Bitcoin (BTC) began in 2009 following the global financial crisis, and the same landscape which birthed Bitcoin (BTC) is helping it gain traction currently. Bitcoin (BTC), after surging upwards, has stalled as money floods into altcoins such as Collateral Network (COLT), and investors would be wise to rotate. Price predictions from analysts vary enormously, with some predicting that Bitcoin (BTC) will trade as high as $180,000 in 2025, whereas more conservative estimates put Bitcoin (BTC) trading between $77,000 and $92,000 in 2025.

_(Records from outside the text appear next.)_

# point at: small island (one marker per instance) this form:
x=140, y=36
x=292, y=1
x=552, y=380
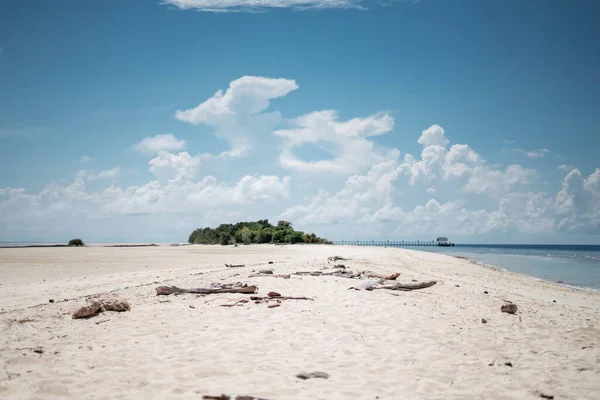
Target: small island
x=253, y=232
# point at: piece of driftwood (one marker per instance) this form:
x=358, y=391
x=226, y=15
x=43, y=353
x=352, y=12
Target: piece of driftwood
x=409, y=286
x=509, y=308
x=97, y=306
x=316, y=374
x=284, y=276
x=239, y=302
x=394, y=286
x=344, y=273
x=167, y=290
x=226, y=397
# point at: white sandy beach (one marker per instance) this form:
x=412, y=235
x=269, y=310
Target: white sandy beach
x=381, y=344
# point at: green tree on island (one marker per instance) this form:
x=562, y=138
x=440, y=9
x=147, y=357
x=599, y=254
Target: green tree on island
x=253, y=232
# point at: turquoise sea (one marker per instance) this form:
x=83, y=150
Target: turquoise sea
x=577, y=265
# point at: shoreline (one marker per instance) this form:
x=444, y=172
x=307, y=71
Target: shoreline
x=191, y=345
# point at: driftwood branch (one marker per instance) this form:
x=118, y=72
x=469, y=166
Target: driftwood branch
x=394, y=286
x=350, y=274
x=404, y=286
x=167, y=290
x=226, y=397
x=284, y=276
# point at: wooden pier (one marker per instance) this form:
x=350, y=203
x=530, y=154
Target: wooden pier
x=387, y=243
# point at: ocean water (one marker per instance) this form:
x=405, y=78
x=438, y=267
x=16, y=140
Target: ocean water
x=577, y=265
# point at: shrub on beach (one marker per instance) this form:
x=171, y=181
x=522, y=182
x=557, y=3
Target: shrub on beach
x=253, y=232
x=76, y=242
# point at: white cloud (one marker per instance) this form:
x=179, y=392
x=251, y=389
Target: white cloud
x=346, y=141
x=261, y=5
x=74, y=206
x=168, y=166
x=238, y=114
x=460, y=162
x=95, y=176
x=361, y=195
x=539, y=153
x=433, y=136
x=158, y=143
x=565, y=167
x=577, y=205
x=368, y=199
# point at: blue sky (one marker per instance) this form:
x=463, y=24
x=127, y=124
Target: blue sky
x=354, y=119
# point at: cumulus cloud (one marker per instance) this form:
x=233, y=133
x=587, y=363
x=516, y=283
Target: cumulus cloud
x=346, y=141
x=158, y=143
x=238, y=114
x=539, y=153
x=264, y=5
x=86, y=159
x=438, y=162
x=577, y=205
x=565, y=167
x=75, y=205
x=95, y=176
x=361, y=195
x=367, y=199
x=176, y=167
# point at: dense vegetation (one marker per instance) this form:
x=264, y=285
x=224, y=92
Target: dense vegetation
x=253, y=232
x=76, y=242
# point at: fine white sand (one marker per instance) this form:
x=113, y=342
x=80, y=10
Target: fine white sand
x=428, y=343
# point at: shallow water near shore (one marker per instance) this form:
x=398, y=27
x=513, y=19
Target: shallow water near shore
x=571, y=264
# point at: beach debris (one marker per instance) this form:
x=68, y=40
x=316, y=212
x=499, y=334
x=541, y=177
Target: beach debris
x=509, y=308
x=215, y=288
x=239, y=302
x=270, y=274
x=273, y=299
x=96, y=306
x=87, y=311
x=316, y=374
x=395, y=286
x=226, y=397
x=344, y=273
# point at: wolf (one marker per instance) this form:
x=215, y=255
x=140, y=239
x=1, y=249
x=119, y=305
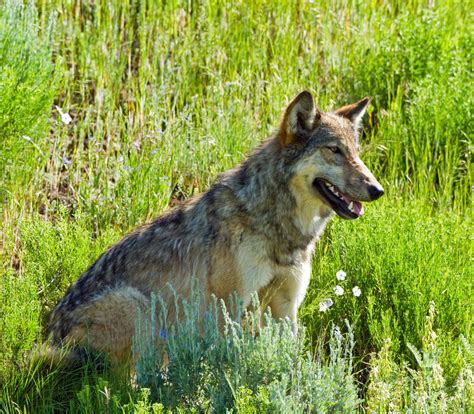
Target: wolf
x=253, y=231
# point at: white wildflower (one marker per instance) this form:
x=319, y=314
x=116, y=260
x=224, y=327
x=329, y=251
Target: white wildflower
x=65, y=117
x=325, y=305
x=338, y=290
x=341, y=275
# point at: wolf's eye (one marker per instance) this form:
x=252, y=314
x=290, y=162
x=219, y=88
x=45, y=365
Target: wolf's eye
x=336, y=150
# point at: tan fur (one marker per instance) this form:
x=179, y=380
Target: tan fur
x=253, y=231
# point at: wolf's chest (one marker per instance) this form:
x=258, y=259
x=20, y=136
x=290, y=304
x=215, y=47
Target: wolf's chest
x=256, y=267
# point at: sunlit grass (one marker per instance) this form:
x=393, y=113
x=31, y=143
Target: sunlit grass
x=110, y=111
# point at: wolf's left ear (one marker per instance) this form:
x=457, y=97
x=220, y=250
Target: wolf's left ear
x=300, y=117
x=354, y=112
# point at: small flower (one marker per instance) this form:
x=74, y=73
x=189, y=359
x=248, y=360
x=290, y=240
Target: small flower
x=65, y=117
x=338, y=290
x=341, y=275
x=356, y=291
x=325, y=305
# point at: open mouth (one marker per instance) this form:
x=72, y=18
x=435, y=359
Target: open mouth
x=343, y=205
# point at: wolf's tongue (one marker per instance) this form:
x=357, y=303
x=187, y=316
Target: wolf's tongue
x=358, y=208
x=356, y=205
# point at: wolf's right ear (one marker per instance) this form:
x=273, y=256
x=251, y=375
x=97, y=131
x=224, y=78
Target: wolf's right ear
x=300, y=117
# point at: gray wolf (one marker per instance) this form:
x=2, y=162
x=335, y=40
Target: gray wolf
x=254, y=230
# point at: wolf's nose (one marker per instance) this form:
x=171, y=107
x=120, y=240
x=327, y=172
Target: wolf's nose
x=375, y=191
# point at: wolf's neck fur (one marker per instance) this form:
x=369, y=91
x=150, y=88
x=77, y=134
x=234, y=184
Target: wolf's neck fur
x=263, y=184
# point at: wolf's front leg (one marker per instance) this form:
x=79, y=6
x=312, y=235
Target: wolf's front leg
x=282, y=299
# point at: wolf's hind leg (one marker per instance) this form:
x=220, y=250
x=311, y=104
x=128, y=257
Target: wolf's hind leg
x=107, y=323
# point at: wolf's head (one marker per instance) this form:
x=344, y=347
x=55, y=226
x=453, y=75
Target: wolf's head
x=324, y=149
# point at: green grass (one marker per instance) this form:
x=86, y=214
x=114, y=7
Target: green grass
x=165, y=95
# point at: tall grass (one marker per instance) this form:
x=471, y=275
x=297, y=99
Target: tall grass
x=163, y=96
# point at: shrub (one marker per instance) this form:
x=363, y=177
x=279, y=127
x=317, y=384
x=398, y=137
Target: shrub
x=234, y=367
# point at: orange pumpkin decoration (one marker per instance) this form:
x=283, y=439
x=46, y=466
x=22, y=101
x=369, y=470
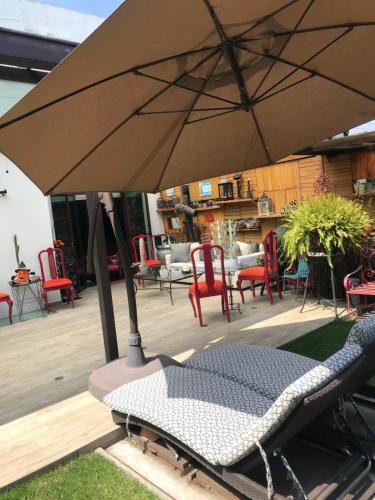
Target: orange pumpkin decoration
x=22, y=275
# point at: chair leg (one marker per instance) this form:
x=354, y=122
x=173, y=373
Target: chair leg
x=199, y=310
x=10, y=306
x=252, y=284
x=225, y=300
x=239, y=286
x=269, y=292
x=72, y=293
x=192, y=304
x=45, y=298
x=348, y=305
x=278, y=288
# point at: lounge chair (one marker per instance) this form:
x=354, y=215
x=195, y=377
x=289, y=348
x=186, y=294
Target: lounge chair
x=231, y=407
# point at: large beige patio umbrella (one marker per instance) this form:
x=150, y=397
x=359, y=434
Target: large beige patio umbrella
x=170, y=91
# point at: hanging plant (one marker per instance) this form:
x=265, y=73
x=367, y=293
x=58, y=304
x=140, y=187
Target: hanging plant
x=322, y=184
x=327, y=224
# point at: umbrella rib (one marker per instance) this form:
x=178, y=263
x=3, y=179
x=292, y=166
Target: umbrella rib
x=261, y=99
x=185, y=122
x=277, y=11
x=282, y=48
x=320, y=51
x=228, y=47
x=212, y=116
x=309, y=30
x=191, y=110
x=184, y=87
x=102, y=81
x=312, y=72
x=125, y=120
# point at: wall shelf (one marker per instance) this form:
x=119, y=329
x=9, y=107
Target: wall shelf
x=273, y=216
x=237, y=200
x=162, y=210
x=200, y=209
x=215, y=207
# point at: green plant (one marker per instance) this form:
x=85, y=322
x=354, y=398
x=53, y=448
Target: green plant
x=326, y=224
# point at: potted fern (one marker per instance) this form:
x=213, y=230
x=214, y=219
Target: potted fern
x=325, y=226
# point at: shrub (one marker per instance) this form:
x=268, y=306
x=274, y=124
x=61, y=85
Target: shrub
x=326, y=224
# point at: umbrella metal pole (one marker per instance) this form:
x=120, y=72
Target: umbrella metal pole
x=136, y=355
x=97, y=255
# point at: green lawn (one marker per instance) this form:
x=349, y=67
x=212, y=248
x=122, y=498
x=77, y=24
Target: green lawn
x=323, y=342
x=89, y=477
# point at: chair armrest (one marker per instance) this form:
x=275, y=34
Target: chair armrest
x=249, y=260
x=348, y=283
x=168, y=260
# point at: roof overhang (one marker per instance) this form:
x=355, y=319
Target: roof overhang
x=23, y=52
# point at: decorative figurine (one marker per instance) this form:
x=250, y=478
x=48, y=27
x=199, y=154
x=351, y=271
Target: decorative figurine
x=238, y=178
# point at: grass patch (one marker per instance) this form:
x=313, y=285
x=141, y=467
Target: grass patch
x=89, y=477
x=323, y=342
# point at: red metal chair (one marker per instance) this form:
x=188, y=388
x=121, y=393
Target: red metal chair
x=361, y=282
x=267, y=273
x=5, y=297
x=210, y=287
x=55, y=282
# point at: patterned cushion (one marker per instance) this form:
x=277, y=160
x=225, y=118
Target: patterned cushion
x=223, y=417
x=363, y=332
x=211, y=414
x=251, y=365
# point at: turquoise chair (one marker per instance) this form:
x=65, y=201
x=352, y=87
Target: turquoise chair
x=301, y=274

With the Shanghai upgrade for Ethereum (ETH) scheduled on the 12th of April, many investors have grown increasingly cautious about holding Ethereum (ETH). The Shanghai upgrade will enable Ethereum (ETH) staking withdrawals, and analysts predict that Ethereum (ETH) withdrawals will unleash heavy sell pressure.
However, more bullish analysts and capital fund managers such as Chris Burnisky predict that Ethereum (ETH) withdrawals going live with lead to a greater influx of staked Ethereum (ETH). Regardless of the upgrade, traders should be cautious and, instead of holding Ethereum (ETH), should take advantage of altcoin season and projects like Collateral Network (COLT), which continue to rip to the upside.
Collateral Network (COLT)
Collateral Network (COLT) has generated a buzz not seen in the crypto landscape for a long time. This challenger lender unlocks liquidity for real-world assets. The growth and integration of real-world assets into DeFi have been an expected growth driver amongst venture-capital firms for several months. Collateral Network (COLT) makes this possible through its use of 100% asset-backed NFTs.
Asset owners can collateralize their assets with Collateral Network (COLT), anything from real estate and vintage cars to fine art and luxury watches. Collateral Network (COLT) mints an NFT 100% backed by the asset, which then becomes liquid. The holder can access the crowdsourced liquidity through fractionalizing the NFT.
The COLT token powers this entire ecosystem and grants discounts to borrowers and lenders, and also enables access to the auction where distressed assets will be sold off. On top of this, it can be staked for passive income, making it a DeFi token with excellent utility cases.
Collateral Network (COLT) aggressively expands liquidity flows and lending potential within DeFi. For this reason, analysts have already forecast a 3,500% growth in its presale. Still, many expect it will rally much harder when it launches on centralized exchanges, and early holders could see a 100X on their initial investment.